On pourrait ainsi imaginer que les chasseurs troquent leur fusil pour le lanceur de plastic ball ou l'appareil photo tout en vivant une expérience en pleine nature très semblable à celle de la chasse mortifère et totalement acceptée par la société, voire même attractive. Sauf si les chasseurs sont arcboutés sur leur arme et la mise à mort, auquel cas ils sont, à mon avis, condamnés à moyenne-brève échéance, au même titre que le furent les jeux du cirque.

La disparition de la violence dans la société me parait, déjà, une hypothèse aberrante.
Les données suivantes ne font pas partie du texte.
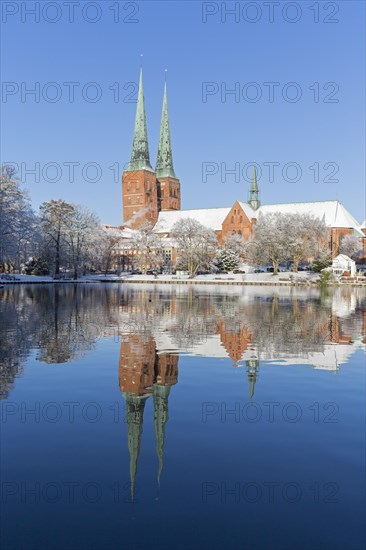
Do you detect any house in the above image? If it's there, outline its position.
[103,69,366,270]
[331,254,356,277]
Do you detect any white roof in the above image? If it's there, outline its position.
[102,225,136,239]
[257,201,360,230]
[154,208,231,233]
[154,201,366,234]
[333,254,353,262]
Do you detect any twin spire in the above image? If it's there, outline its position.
[127,68,176,178]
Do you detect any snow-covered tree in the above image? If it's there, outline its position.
[131,222,163,273]
[39,199,75,276]
[0,164,37,271]
[339,235,362,258]
[312,245,332,273]
[215,248,240,271]
[172,218,217,278]
[248,213,289,275]
[222,233,247,260]
[281,214,327,271]
[64,205,102,279]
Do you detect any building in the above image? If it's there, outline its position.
[331,254,356,277]
[104,69,366,266]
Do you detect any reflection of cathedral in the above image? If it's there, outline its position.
[119,333,178,498]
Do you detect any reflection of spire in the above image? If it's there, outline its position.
[123,393,146,500]
[153,385,170,485]
[246,357,259,399]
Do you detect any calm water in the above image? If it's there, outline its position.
[0,284,366,550]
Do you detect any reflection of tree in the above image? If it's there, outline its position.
[0,287,37,398]
[0,284,366,397]
[170,288,215,350]
[0,284,126,397]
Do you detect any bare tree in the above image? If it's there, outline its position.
[281,214,327,272]
[131,222,163,273]
[65,205,102,279]
[0,164,37,271]
[40,199,75,276]
[247,213,288,275]
[172,218,217,278]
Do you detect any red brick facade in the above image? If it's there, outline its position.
[122,170,180,229]
[219,201,254,242]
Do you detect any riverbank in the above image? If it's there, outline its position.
[0,271,366,287]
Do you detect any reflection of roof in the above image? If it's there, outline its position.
[155,332,363,370]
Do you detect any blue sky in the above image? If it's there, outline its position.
[1,0,365,224]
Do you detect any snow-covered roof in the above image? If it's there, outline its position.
[333,254,353,262]
[154,208,231,233]
[257,201,360,230]
[238,201,257,220]
[102,225,136,239]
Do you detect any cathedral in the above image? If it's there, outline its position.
[105,69,366,269]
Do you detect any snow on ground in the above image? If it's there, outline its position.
[0,271,319,286]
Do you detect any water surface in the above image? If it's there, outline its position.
[0,284,366,550]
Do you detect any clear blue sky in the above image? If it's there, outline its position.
[1,0,365,224]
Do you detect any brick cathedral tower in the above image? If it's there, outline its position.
[156,82,180,211]
[122,69,180,229]
[122,68,158,229]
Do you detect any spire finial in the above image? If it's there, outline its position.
[127,62,153,172]
[248,162,261,210]
[156,75,177,178]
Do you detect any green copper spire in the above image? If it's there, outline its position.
[248,165,261,210]
[123,393,146,500]
[127,68,153,172]
[154,385,170,485]
[156,82,176,178]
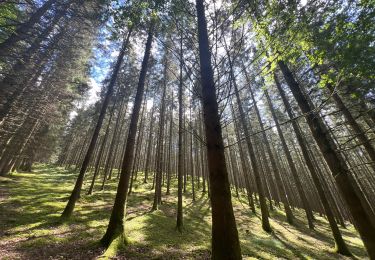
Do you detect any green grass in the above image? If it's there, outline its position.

Je n'ai même pas l'impression que ce soit le mouvement actuel.
Au contraire le renforcement du communautarisme identitaire (et je parle pas là de culture au sens large être "Vegan" "chasseur" "Runners" "Gay" "Gamers" ou quoi que ce soit d'autres constituent une identité dès lors qu'on se définit, avant tout comme tel) et, j'en ai l'impression la défaite de l'échange au profit de la simple invocation d'opinions (je dirais presque de slogan en tenant lieu) me semble aller, clairement, dans le sens d'une société conflictuelle bien loin  d'une baisse de la violence. Tout celà étant, bien sûr, renforcé par mes observations quand a la violence, et pas seulement symbolique, chez nos amis les jeunes, entre autres.
Celà étant dit intéressant ce document sur la chasse. D'autant plus qu'il n'y a pas longtemps il m'a été proposé de m'initier à la chasse... Bon, aucune chance que ça arrive j'ai trop de chose à faire.